To do those things (which are decent examples of assignments but those activities will not lead to success in an of themselves) you have to have a basic solid foundational level of the subject to begin with. Students need to be able to read, write, and research. They cannot. They cannot b/c they do not want to and/or they do not have the discipline or the desire to. These things come from the parents. There are multiple reasons for the failure of American education. One of the primary ones being outlined above.
I disagree.
They can, it just takes concentrated effort. The most resistance (beyond a bit of moaning at the word ‘essay’) I’ve encountered is from parents and teachers. Parents want their babies to get all “A’s” and have little patience for the process. Too many teachers I’ve met (among social studies) resist because they don’t want to put in the time, either due to laziness, or due to an obsessive focus on, and fear of, standardized testing. People screamed for ‘accountability’ and bureaucrats found the cheapest way to do it (multiple choice assessments) and now we’re paying the price.
Students will, by and large, do what we ask, provided they see value in it.
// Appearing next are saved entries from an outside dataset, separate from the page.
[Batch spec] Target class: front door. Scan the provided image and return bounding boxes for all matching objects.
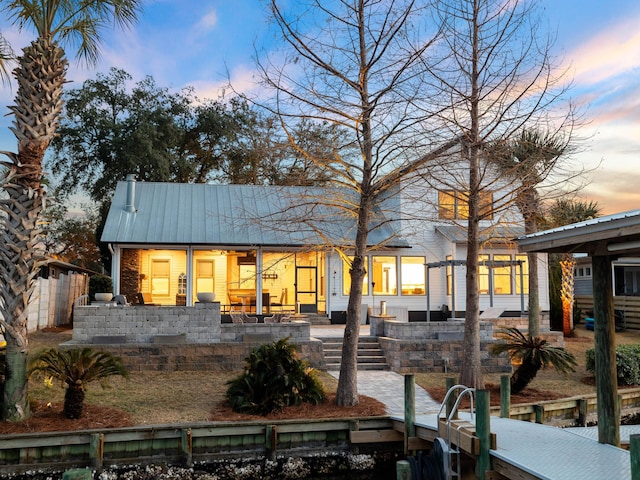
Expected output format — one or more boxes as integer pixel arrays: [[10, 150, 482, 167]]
[[296, 266, 317, 313]]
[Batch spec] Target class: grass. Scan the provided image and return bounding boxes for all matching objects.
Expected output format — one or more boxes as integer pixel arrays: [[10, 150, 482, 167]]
[[21, 325, 640, 425]]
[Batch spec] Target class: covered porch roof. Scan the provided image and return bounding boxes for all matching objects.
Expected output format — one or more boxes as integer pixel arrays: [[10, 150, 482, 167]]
[[515, 208, 640, 448], [516, 209, 640, 256]]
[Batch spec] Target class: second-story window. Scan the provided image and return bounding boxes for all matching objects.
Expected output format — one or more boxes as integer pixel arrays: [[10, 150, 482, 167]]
[[438, 190, 493, 220]]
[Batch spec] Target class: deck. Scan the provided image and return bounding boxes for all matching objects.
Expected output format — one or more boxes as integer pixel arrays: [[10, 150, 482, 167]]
[[392, 413, 631, 480]]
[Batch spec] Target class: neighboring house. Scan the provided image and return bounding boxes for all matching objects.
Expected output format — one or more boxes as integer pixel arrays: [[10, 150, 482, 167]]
[[575, 254, 640, 297], [100, 174, 548, 321]]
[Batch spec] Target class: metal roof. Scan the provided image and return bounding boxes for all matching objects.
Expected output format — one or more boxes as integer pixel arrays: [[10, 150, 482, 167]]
[[101, 179, 409, 248], [517, 209, 640, 254]]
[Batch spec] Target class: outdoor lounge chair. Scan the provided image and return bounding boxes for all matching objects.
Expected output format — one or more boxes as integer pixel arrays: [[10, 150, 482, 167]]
[[230, 312, 244, 324]]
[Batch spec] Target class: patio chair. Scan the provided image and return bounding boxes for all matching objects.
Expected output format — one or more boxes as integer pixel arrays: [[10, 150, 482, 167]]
[[270, 289, 286, 312], [230, 312, 244, 324], [136, 292, 157, 306], [242, 313, 259, 323], [113, 295, 129, 306], [263, 314, 279, 323], [227, 293, 242, 310]]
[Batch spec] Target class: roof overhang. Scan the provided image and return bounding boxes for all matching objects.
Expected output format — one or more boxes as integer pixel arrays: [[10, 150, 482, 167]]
[[516, 209, 640, 256]]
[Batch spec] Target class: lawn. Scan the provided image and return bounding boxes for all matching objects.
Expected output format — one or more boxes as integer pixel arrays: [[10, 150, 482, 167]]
[[4, 324, 639, 433]]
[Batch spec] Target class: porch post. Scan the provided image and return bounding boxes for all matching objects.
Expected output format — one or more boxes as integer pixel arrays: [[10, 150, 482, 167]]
[[592, 254, 620, 446], [426, 265, 431, 322], [186, 247, 193, 306], [488, 265, 494, 308], [111, 245, 121, 295], [451, 259, 456, 318], [256, 247, 263, 314]]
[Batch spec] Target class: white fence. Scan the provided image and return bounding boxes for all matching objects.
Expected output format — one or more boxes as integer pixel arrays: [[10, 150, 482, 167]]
[[1, 272, 89, 334]]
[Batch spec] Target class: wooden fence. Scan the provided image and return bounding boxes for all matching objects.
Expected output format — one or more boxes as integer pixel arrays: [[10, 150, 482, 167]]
[[576, 294, 640, 330], [0, 417, 396, 476]]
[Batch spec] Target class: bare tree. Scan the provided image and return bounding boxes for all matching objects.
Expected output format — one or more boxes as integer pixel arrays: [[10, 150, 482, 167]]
[[423, 0, 578, 388], [259, 0, 452, 406]]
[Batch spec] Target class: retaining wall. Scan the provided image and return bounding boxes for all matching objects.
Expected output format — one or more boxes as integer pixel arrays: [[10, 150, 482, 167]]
[[370, 317, 512, 374], [69, 303, 324, 371]]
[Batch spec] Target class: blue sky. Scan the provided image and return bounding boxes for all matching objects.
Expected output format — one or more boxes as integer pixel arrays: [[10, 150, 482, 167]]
[[0, 0, 639, 215]]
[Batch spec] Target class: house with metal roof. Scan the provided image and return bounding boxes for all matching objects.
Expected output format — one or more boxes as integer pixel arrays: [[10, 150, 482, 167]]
[[101, 174, 548, 322]]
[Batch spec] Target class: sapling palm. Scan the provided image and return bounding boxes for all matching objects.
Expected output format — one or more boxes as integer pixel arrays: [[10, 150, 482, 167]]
[[491, 328, 577, 394], [29, 348, 128, 419]]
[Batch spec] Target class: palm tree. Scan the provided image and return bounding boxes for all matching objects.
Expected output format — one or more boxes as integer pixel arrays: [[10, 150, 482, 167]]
[[29, 347, 128, 419], [0, 0, 141, 421], [491, 327, 577, 394], [489, 129, 569, 337], [544, 199, 601, 335], [0, 31, 14, 83]]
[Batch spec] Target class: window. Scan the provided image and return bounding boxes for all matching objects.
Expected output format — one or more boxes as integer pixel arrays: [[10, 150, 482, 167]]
[[372, 256, 397, 295], [343, 256, 368, 295], [438, 190, 493, 220], [178, 273, 187, 295], [196, 260, 215, 293], [493, 254, 512, 295], [515, 255, 529, 295], [478, 254, 490, 294], [151, 259, 170, 296], [401, 257, 426, 295]]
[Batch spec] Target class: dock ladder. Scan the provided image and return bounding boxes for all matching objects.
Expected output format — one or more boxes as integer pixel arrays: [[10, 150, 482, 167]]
[[436, 384, 476, 480]]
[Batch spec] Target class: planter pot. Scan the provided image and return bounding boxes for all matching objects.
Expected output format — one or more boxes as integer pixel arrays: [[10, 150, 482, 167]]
[[94, 293, 113, 302], [197, 292, 216, 303]]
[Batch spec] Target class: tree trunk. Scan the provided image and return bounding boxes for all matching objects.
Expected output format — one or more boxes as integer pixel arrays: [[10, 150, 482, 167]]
[[2, 339, 30, 421], [0, 37, 65, 421], [560, 255, 576, 336], [527, 251, 541, 337], [64, 384, 85, 419], [336, 204, 370, 406]]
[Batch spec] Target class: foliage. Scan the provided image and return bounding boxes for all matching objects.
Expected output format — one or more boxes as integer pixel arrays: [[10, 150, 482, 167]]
[[225, 338, 325, 415], [40, 195, 103, 271], [491, 328, 577, 394], [586, 344, 640, 386], [29, 347, 128, 419], [48, 68, 340, 207], [89, 274, 113, 299]]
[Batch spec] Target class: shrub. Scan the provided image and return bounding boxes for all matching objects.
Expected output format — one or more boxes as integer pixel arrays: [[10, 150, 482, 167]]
[[89, 274, 113, 300], [586, 344, 640, 386], [225, 338, 325, 415], [29, 347, 128, 419]]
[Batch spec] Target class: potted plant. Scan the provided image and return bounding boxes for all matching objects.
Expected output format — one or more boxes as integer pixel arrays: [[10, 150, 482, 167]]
[[90, 274, 113, 302]]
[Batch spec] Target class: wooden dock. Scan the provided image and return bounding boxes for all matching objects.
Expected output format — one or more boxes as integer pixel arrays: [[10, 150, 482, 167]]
[[392, 412, 632, 479]]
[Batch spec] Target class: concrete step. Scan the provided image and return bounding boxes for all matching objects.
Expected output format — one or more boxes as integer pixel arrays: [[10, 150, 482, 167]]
[[319, 336, 389, 371]]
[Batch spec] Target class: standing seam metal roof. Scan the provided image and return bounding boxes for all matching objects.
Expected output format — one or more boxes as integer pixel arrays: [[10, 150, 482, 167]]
[[101, 180, 409, 248]]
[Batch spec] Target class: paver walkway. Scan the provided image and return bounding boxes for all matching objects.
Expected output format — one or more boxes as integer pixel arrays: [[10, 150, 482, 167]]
[[311, 324, 441, 415]]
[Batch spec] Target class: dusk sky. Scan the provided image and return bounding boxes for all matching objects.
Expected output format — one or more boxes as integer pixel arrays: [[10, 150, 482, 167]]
[[0, 0, 638, 215]]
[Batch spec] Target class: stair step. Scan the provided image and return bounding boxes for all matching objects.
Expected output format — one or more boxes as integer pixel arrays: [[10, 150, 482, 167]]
[[320, 335, 389, 371]]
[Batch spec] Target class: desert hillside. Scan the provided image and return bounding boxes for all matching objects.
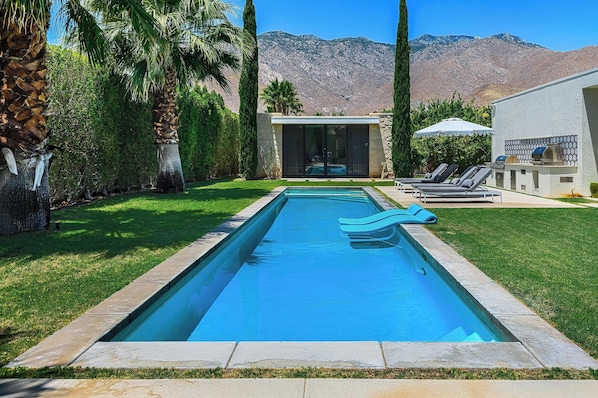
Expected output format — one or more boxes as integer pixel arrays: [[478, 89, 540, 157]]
[[204, 31, 598, 115]]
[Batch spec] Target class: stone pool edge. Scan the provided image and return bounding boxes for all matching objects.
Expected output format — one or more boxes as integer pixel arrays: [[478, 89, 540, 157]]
[[7, 186, 597, 370]]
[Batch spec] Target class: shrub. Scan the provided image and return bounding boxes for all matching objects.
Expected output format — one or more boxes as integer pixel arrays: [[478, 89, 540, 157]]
[[178, 85, 238, 181], [46, 46, 113, 201], [213, 108, 240, 177], [412, 134, 492, 173], [45, 47, 239, 203], [410, 95, 492, 173]]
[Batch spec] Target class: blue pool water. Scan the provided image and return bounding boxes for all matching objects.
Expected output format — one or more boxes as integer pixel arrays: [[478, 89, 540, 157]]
[[112, 188, 506, 343]]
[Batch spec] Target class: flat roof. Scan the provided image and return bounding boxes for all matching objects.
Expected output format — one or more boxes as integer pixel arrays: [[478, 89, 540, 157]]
[[271, 116, 380, 125], [493, 66, 598, 104]]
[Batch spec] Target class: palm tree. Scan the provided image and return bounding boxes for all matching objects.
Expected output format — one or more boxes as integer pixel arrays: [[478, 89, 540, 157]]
[[101, 0, 248, 193], [260, 78, 304, 116], [0, 0, 158, 235]]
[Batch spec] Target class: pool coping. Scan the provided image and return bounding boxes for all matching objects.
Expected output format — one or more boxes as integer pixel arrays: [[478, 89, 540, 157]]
[[7, 187, 598, 370]]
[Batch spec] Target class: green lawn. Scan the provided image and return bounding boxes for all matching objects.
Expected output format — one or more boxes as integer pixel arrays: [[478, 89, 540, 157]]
[[0, 179, 280, 367], [0, 179, 596, 378], [426, 207, 598, 359]]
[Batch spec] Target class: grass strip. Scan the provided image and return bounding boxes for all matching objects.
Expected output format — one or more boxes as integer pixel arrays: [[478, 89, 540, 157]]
[[1, 366, 596, 380]]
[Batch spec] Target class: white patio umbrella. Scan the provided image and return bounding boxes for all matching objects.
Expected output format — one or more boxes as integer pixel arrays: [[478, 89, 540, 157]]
[[414, 118, 494, 137]]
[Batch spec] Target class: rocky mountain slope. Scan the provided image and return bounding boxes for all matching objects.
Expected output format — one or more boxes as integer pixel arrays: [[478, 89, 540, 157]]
[[206, 31, 598, 115]]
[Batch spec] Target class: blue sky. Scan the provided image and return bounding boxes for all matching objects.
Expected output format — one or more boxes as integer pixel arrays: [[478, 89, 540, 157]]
[[49, 0, 598, 52]]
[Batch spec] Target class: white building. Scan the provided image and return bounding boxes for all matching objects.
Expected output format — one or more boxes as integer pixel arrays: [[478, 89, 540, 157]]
[[489, 67, 598, 197], [256, 113, 393, 179]]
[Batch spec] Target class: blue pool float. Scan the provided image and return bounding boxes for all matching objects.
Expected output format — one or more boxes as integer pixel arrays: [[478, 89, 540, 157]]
[[340, 209, 437, 237], [338, 203, 425, 225]]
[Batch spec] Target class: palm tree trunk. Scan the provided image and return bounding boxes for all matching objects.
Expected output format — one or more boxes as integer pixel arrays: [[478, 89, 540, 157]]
[[0, 16, 51, 234], [0, 158, 50, 235], [154, 66, 184, 192]]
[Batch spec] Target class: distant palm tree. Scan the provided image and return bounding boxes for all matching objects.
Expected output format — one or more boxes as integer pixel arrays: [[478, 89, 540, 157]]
[[260, 78, 303, 115], [100, 0, 248, 193], [0, 0, 157, 235]]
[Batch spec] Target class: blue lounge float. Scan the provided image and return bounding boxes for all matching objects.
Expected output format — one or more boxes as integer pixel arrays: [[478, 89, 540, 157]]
[[338, 203, 425, 225], [339, 208, 438, 241]]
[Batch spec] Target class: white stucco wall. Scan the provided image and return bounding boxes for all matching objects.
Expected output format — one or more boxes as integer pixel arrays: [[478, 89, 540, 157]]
[[492, 67, 598, 196]]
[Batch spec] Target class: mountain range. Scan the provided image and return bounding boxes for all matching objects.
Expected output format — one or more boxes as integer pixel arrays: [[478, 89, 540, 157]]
[[206, 31, 598, 115]]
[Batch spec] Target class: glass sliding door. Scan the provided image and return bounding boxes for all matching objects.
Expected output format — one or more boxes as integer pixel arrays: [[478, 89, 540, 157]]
[[304, 125, 326, 176], [346, 125, 369, 177], [282, 124, 369, 177], [282, 125, 304, 177], [326, 125, 347, 176]]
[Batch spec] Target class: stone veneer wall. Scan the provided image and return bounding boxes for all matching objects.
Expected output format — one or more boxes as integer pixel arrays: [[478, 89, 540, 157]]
[[256, 113, 282, 179], [370, 113, 394, 177]]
After a year of seeing the process modeled and seeing their own progress (in the reading, writing, research model), they do eventually see growth and purpose. It’s the adults that have been cutting corners for years.
Have you ever encountered teenage students being disruptive, defiant, and disrespectful? Its not the teachers responsibility to convince the students classwork is necessary or important. Its their responsibility to present the material using a variety of technique, and assess the students on said material. It is the student's responsibility to learn the material. It is both the student and teacher responsibility to behave in a decent manner throughout instruction. That's about it. All people can be lazy that is not what I was addressing.
A large chunk of students across society do not accept any responsibility nor do the school districts enforce most guidelines. They do however fire teachers that have less than 80% of their students passing the standardized tests. Particularly in the 30+ states that are right to work states and particularly for teachers that have been with the district for less than four years.